Perubahan akibat reformasi berimbas pada Polri. Akibatnya, polisi harus menata kembali kebijakan perpolisian di Indonesia agar tidak menjadi penghambat proses reformasi. Pembangunan citra Polri sebaiknya dilakukan searah politik reformasi. Polisi Indonesia tidak dapat lagi bertindak otoriter dan berpandangan ”polisilah yang paling tahu”, memutuskan sendiri apa yang akan dilakukan. Ini termasuk ciri sindrom polisi otoriter. Cara seperti itu sudah dikubur seiring ambruknya rezim otoriter tahun 1998.

Sejak memimpin Polri, Jenderal (Pol) Sutanto mencanangkan ”Perpolisian Masyarakat” (community policing). Ini adalah respons positif terhadap tuntutan reformasi dan kebijaksanaan tepat.
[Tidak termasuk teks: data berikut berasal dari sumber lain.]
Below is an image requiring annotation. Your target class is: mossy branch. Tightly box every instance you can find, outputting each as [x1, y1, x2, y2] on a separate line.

Perpolisian masyarakat amat kental dengan nuansa polisi yang ada dan bekerja di masyarakat tertentu. Polisi tidak lagi menempatkan diri secara vertikal di atas masyarakat, tetapi horizontal ada di masyarakat dan bersama dengan masyarakat.

Nuansa kemasyarakatan atau sosial ini memunculkan paradigma baru dalam sejarah kepolisian dan perpolisian di negeri ini. Banyak cara bertindak dan teknik perpolisian lama yang perlu ditinjau dan dikoreksi agar sesuai dengan paradigma baru itu. Sebetulnya ia tidak hanya menyangkut perubahan dalam cara perpolisian saja, tetapi lebih dari itu, perubahan kultur kepolisian dan perpolisian. Kultur itu terkait sikap serta perilaku manusia-manusia polisi karena berhubungan dengan mengubah perilaku. Di sinilah kita berhadapan dengan pekerjaan besar dan tidak mudah pelaksanaannya. Sukar atau tidak, perubahan perilaku harus terjadi jika Polri ingin membangun citranya yang baru.

Personel Polri

Saran saya, langkah itu sudah dimulai sejak penerimaan personel Polri. Jika membiarkan tenaga-tenaga tidak tepat dan baik untuk menjadi polisi, upaya memperbaikinya di masa depan akan menjadi pekerjaan sulit. Mereka yang bisa diterima sebagai polisi adalah yang memiliki predisposisi kejiwaan untuk ”melindungi dan melayani masyarakat”. Hal ini terkait ciri kejiwaan polisi yang saya rumuskan sebagai O2H (otak, otot, dan hati nurani).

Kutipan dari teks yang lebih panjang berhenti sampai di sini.